TÜİK Temmuz ayında telefonla görüşme ücretinin yüzde 7.49 arttığını açıkladı. Ancak ne GSM operatörleri ne de sabit telefon hizmeti veren kurum ‘Biz zam yapmadık’ diyor.
Türkiye İstatistik Kurumu’nun enflasyonu düşük gösterme gayreti içinde olacağını söyleseler inanırım ancak yüksek çıkarma niyeti olabileceğine inanmak zor. Kiracısı olduğumuz evde, mutfağımızda, arabamıza aldğımız benzinde hissettiğimiz gerçek enflasyonu sepetteki ağırlıklarla tatlı tatlı oynayarak bir şekilde dengeleyen TÜİK’in enflasyonla bir problemi olabileceğini düşünmek zor. Olsa olsa teknik bir hata ya da metodoloji yanlışlığı vardır.
TÜİK’in, Suriye’den gelen mültecileri turizm istatistikleri içinde göstermesinin son derece yanlış olduğunu yaza yaza nihayetinde bu yanlıştan döndürebilmiştim. Şimdi sırada bir başka polemik var anlaşılan. Haberleşme ücretlerindeki fiyat değişimlerine de yanlış bir yerder bakıyorlarsa belki bu yanlışı da düzeltme ihtimalimiz olur. Ancak öncelikle onlardan gelecek açıklamayı beklemek gerekecek.

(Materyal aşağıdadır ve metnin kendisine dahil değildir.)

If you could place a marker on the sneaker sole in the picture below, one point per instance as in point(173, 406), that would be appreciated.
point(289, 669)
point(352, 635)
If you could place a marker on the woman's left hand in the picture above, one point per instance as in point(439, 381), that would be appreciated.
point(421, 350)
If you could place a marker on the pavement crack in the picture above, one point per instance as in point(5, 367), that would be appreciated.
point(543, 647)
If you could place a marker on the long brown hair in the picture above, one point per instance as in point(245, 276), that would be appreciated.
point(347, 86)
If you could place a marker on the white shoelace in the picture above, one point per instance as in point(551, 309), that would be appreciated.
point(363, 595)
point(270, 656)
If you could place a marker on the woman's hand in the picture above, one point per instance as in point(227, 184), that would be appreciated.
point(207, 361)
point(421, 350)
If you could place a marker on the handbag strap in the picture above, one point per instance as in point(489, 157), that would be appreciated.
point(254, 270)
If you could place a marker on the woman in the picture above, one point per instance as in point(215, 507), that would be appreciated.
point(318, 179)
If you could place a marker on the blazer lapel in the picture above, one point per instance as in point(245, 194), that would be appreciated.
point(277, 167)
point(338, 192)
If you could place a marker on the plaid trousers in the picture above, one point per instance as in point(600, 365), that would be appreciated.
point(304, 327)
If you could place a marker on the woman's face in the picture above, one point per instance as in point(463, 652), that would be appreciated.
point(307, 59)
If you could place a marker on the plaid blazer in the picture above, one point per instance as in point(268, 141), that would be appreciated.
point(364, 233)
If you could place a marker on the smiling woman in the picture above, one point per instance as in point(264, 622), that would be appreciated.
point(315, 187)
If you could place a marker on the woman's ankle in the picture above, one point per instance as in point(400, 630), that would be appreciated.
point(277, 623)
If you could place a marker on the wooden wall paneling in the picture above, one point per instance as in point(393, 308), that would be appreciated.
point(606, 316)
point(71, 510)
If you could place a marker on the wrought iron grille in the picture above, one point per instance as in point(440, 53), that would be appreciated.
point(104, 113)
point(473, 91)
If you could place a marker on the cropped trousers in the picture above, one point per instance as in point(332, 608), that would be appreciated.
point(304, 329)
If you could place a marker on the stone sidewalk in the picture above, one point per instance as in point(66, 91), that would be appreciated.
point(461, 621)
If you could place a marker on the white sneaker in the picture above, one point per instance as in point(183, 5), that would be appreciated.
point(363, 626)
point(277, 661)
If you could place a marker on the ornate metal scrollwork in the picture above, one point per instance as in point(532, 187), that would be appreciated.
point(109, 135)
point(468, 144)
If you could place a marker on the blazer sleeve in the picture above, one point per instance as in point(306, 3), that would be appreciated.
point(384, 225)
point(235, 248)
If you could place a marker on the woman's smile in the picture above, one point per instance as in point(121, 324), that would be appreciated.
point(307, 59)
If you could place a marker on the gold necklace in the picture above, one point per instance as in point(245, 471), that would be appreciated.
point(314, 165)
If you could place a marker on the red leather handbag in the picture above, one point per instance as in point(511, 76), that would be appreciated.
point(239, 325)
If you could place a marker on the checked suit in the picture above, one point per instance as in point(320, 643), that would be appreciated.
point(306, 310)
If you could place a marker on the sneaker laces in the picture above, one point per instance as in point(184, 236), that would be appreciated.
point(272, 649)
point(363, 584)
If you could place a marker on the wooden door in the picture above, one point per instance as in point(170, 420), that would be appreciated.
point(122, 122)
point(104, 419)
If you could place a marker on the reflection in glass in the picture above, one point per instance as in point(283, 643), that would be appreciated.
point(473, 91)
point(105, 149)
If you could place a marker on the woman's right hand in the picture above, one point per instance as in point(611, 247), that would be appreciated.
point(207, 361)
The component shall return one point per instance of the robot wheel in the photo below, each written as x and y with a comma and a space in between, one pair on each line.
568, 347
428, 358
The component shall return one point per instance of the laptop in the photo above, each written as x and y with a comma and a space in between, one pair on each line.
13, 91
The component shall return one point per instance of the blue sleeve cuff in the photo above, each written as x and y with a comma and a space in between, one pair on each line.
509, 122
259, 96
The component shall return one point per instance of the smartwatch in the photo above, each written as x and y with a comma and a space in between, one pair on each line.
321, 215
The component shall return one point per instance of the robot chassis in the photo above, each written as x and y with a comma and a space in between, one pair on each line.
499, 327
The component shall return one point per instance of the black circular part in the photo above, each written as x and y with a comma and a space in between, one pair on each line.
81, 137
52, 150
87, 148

Önceki gün açıklanan enflasyon verileri içinde Temmuz’un zam şampiyonu sivri biber olarak açıklandı. Sivri biberin fiyatı bir ayda yüzde 30.94 artmıştı. Listenin 7’nci sırasında ise yüzde 7.49 ile telefonla görüşme ücreti yer aldı. Yer aldı almasına da bu artış tespiti sektörü şaşırttı. Zira sektör oyuncuları böyle bir zammın yapılmadığına eminler.
BTK verisi mi baz?
Peki ne SMS ücreti ne data ücreti ne de ses ücreti artmadıysa TÜİK bu 7.49’luk artışı hangi veriye bakarak buldu?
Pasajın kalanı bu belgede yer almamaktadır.